August Strindberg Rep Adjusts Dates for MR. BENGT'S WIFE; Will Now Run 9/13-29
August Strindberg Repertory Theatre (www.strindberg.org), which was formed in 2012 to illuminate Strindberg's plays for today's American audiences, will present the English language premiere of Strindberg's "Mr. Bengt's Wife" (1882), directed by Craig Baldwin (Associate Artistic Director of Red Bull Theater) September 13 to 29, 2013 at the Gene Frankel Theatre, 24 Bond Street, where August Strindberg Rep is the resident company. "Mr. Bengt's Wife" has been characterized as Strindberg's answer to Ibsen's "The Doll's House." It utilizes realism, expressionism, melodrama and dreamscape to tell the story of the rebellious Margit, whose quest to become an independent New Woman catapults her from a convent to a castle, where her husband and two lovers vie for her attention.
A new translation by Laurence Carr and Malin Tybahl makes this undiscovered masterpiece accessible to modern American audiences. It has never before been translated into English and has been performed only five times previously: in Stockholm in1882, Cologne in1908, Vienna in 1914 (the Austrian Church demanded that it close after two performances), Berlin in 1920 and most recently, in Stockholm in 1971. The Strindbergian theme of marriage as an emotional battleground is strongly stated and there are absurdist elements foreshadowing such Strindbergian signature works as "The Dream Play."

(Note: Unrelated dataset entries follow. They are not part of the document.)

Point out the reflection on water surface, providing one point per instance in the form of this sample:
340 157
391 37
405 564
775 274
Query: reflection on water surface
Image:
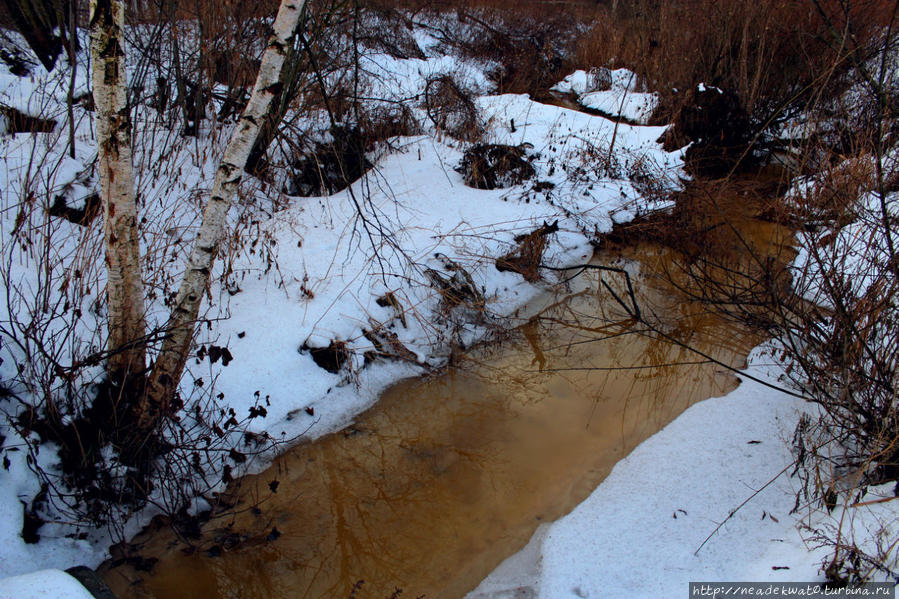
446 476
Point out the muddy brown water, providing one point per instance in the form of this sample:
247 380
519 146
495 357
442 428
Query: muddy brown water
447 475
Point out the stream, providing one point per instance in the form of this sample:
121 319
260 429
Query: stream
449 474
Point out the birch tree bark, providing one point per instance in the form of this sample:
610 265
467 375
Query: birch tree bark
124 289
169 365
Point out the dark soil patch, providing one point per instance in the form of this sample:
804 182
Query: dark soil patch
330 167
495 166
332 358
19 122
526 258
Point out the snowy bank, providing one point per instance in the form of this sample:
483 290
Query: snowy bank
638 533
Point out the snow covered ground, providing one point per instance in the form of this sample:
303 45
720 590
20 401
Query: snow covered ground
303 273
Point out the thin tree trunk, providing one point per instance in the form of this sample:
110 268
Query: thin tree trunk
170 363
124 289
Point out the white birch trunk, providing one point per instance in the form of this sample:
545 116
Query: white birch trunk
170 363
124 289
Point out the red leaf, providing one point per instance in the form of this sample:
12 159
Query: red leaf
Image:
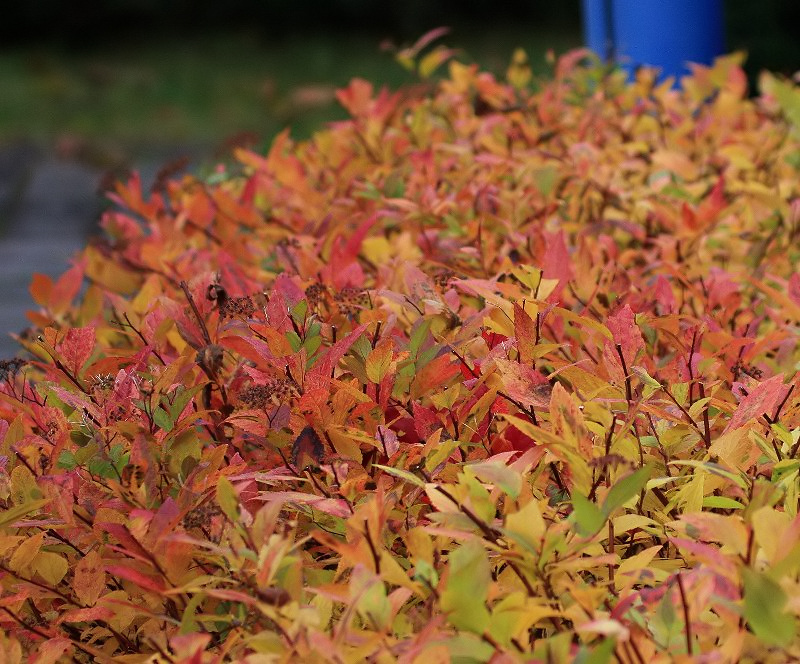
151 583
525 332
76 348
124 536
556 262
622 325
763 399
67 286
307 448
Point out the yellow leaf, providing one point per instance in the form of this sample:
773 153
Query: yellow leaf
23 486
26 552
90 578
527 525
50 566
769 525
379 361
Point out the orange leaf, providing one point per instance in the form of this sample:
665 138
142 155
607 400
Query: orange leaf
763 399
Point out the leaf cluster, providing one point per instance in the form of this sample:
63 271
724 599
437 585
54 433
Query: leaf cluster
492 371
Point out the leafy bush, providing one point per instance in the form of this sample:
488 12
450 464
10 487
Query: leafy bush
490 371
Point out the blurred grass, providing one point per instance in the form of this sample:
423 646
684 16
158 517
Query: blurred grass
200 90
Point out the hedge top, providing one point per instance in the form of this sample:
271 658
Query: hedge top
492 370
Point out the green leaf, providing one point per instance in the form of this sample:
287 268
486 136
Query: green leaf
600 654
722 502
588 518
625 489
67 460
764 602
464 598
162 419
498 474
402 474
227 499
16 513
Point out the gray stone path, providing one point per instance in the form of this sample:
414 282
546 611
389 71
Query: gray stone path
48 209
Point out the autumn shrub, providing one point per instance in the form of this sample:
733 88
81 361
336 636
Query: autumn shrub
493 371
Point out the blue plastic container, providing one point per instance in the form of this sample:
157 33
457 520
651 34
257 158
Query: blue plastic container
661 33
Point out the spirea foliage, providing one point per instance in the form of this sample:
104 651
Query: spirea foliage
493 371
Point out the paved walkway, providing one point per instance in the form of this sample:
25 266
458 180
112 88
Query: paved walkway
48 209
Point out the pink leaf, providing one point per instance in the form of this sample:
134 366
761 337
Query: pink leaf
76 348
557 263
763 399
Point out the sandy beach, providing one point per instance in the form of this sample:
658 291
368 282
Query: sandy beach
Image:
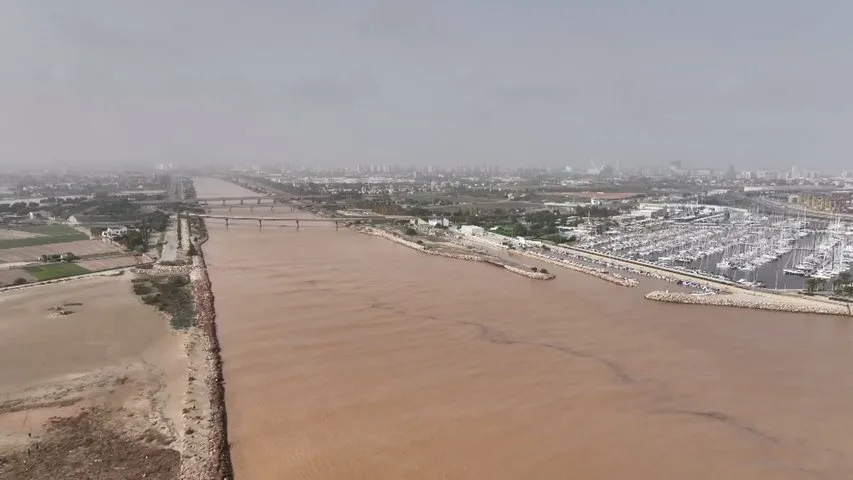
87 364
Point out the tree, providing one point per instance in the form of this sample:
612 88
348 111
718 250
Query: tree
811 285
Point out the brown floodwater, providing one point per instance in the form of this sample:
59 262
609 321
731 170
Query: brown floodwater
350 357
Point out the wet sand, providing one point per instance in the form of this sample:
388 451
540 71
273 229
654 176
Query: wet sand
348 356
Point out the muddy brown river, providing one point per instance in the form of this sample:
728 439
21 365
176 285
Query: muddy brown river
350 357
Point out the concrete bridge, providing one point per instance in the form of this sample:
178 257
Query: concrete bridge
336 220
257 200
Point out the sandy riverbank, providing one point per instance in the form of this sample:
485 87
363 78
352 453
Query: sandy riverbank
536 275
91 385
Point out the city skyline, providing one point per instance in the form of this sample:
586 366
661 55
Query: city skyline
759 86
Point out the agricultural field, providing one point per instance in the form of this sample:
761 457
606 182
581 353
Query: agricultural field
55 270
81 248
38 235
7 277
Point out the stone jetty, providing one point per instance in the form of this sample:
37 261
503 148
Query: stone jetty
601 273
777 303
205 454
536 275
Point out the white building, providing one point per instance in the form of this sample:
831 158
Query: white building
114 232
472 230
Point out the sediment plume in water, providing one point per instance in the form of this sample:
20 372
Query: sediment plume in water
348 356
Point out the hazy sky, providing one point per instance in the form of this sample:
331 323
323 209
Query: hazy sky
757 83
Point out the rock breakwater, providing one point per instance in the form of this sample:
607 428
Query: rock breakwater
601 273
536 275
761 302
211 459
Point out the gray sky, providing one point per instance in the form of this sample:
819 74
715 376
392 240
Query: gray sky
757 83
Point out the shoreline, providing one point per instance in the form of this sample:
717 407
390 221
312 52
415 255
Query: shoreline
775 303
459 256
212 460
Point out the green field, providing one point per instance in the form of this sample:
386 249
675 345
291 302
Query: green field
51 234
55 270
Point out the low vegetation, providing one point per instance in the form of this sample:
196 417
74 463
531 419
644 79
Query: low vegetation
48 234
170 294
55 270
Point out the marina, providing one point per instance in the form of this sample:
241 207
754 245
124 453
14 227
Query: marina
754 250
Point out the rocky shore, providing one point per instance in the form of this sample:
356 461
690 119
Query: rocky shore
536 275
761 302
579 267
206 455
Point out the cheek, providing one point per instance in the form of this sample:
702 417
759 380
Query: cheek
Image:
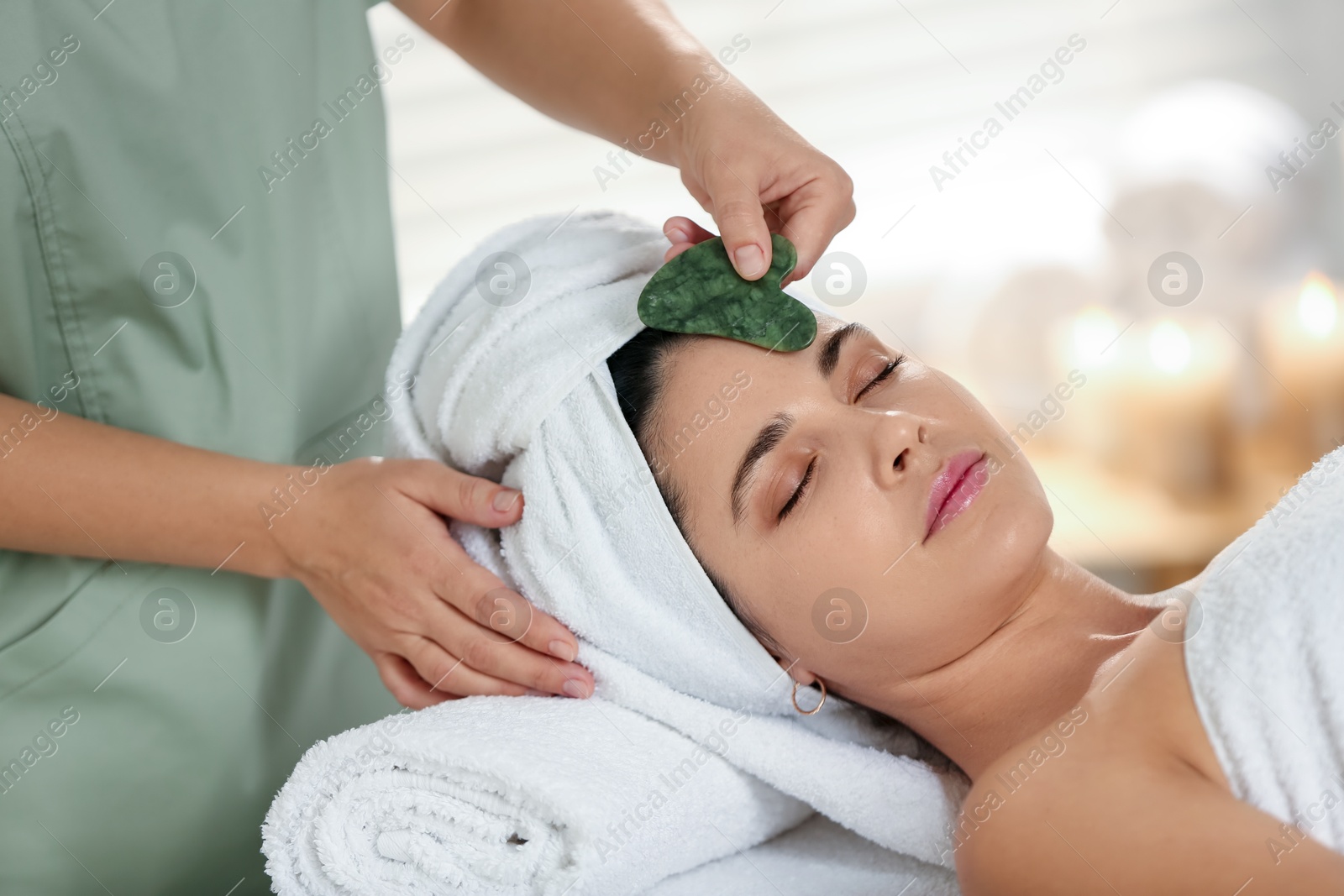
941 600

The play was originally set during the Protestant Reformation in Sweden, when convents were closing and the church became Lutheran. Its lead character, a high-spirited orphan girl named Margit, is physically and emotionally abused in the convent that has taken her in. Rescued from the convent by a mounted nobleman named Mr. Bengt, she marries this hero expecting a life of fantasies. He idealizes her and disguises his financial perils not to trouble her. But the lie catches up to him; the marriage, like the convent before, begins to feel like a cage to Margit. After a short time together, Bengt is bankrupted by poor crops and the marriage falls apart. Margit applies to the King of Sweden for a divorce and receives one, legally, but is treated like a pariah for leaving her husband. She is visited repeatedly by two men: her confessor from the convent (who may symbolize her conscience) and an old childhood friend, now a bailiff, who comes to comfort and seduce her. The play's shocking resolution challenges the audience to wonder if the whole story was a dream. The play was a star vehicle for the author's wife, Siri Von Essen, when it debuted in Stockholm in 1882.
Director Craig Baldwin believes that in this play, Strindberg is grappling with the emergence of a modern woman. Margit breaks out of the confines of convent life and marriage, searching for an existence beyond the accepted roles for women of her time. Strindberg has been accused of misogyny in his portrayal of women. Baldwin points out that Strindberg's own personal relationships with women "were always love-hate" and "people focus on the hate". He adds, "But there is tremendous love for the women in his plays; Strindberg finds women fascinating and is trying to write his way into understanding them. This play centers on a woman who refuses to accept her disempowerment. She fights it every step of the way, which is a very modern, even feminist story."
The play was originally written with a medieval setting, perhaps to distance it from the audiences of the 1880s who might more readily accept it as mythic. The adaptation by Carr and Tybahl sets it back in the 1880s, which relieves the audience from knowing medieval Swedish history to understand the play. Its imagistic and absurdist elements stand up as well in the more modern setting. Director Craig Baldwin points out that the psychological realism of Strindberg's early works and the surrealism of his later works (e.g. "A Dream Play") are both evident in this mid-career play. "That kind of variety in one play is exciting to work on," Baldwin declares. In planning the imagery of the production, he has been influenced by German expressionism (especially silent films), Ingmar Bergman films and the theater of Robert Wilson.